Can you confirm what they are insulated with and the thickness?


> The front of the house faces south so naturally the back of the roof space is colder.


That doesn't necessarily follow - the back roof surface may be colder.


> It is only a problem when we have frost at night followed by sunny days as we had recently.


Normally the problems with condensation seem  to arise with warm sunny days being followed by night frost.


> Heat is building up on the front slope of the roof and this is causing moisture on the underside of the bitumus membrane on the cold, north facing slope of the roof.


Heat on the outer surface of a south facing roof is unlikely to cause moisture to build up in and of itself - it may warm up the air in the attic so it absorbs more moisture.
Moisture build up in attics usually comes from within the house or the attic itself, particularly if there are down lighters penetrating the ceiling or vents from showers that aren't properly connected to a vent in the roof. I've inspected attics where the shower vents open directly to the attic.


> When I checked the attic during the frosty period the membrane was quite wet and there were a few drips on top of the insulation.


The points to moisture laden air not being properly vented from the attic and/or there not being proper vapour-checking from the habitable rooms below plus the decreased temperature in the attic due to the insulation.


> There are 2 ridge vents in the roof and they seem to have helped the membrane to dry out but I would appreciate suggestions as how this can be prevented in the first place as I am concerned about the moisture rotting timbers and affecting the performance of the insulation. Are extra tile vents or possibly insulating between the rafters the answer and how would be the easiest way to do this? The soffit is concrete so unfortunately air cannot get through there.
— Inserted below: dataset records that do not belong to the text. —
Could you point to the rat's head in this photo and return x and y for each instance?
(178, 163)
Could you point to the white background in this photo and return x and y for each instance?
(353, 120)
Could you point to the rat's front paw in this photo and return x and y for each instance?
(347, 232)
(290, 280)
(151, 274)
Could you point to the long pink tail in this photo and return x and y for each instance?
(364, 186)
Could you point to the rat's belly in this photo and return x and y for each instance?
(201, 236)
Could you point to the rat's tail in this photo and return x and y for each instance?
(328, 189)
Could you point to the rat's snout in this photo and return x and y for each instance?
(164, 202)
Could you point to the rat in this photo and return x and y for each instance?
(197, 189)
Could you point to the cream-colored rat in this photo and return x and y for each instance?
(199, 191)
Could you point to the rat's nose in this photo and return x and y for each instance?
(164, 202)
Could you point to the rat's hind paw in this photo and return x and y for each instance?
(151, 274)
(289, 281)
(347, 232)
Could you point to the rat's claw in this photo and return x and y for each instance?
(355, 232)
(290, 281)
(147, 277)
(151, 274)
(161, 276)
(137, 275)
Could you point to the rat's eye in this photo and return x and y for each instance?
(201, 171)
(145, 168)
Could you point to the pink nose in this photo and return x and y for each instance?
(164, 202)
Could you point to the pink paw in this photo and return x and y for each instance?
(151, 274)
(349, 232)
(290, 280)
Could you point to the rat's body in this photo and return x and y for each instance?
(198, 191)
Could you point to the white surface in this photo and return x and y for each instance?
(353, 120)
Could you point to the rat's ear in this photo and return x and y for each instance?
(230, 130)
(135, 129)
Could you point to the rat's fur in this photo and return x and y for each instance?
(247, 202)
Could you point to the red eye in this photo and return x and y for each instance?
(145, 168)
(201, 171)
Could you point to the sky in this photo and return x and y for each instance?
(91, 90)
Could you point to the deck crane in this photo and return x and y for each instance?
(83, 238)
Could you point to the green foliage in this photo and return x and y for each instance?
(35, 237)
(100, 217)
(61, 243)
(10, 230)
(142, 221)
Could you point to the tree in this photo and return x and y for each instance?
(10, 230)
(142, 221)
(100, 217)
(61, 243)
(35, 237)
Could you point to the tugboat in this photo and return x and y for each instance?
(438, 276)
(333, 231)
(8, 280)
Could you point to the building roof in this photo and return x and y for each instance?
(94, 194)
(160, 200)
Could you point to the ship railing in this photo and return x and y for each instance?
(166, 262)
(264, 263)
As I say, this problem only seems to occur on frosty/sunny days but is something I would like sorted.


Are you suggesting the soffite of the eaves is concrete?
If there are no eaves vents then it may be possible that the attic is not ventilated in a compliant manner.
It may be possible to install low level roof vents close to the eaves level, but there are several other factors to consider besides venting as noted above.


ONQ

 [broken link removed]

 All advice on AAM is remote from the situation and cannot be relied      upon                                   as a defence or support - in and      of     itself  -         should       legal        action    be           taken.
 Competent legal and building professionals should be asked to advise in                                        Real Life with rights to inspect    and      issue         reports    on     the         matters    at          hand.


----------



## lowCO2design (13 Nov 2011)

ALEXA said:


> Are extra tile vents or possibly insulating between the rafters the answer and how would be the easiest way to do this? The soffit is concrete so unfortunately air cannot get through there. As I say, this problem only seems to occur on frosty/sunny days but is something I would like sorted.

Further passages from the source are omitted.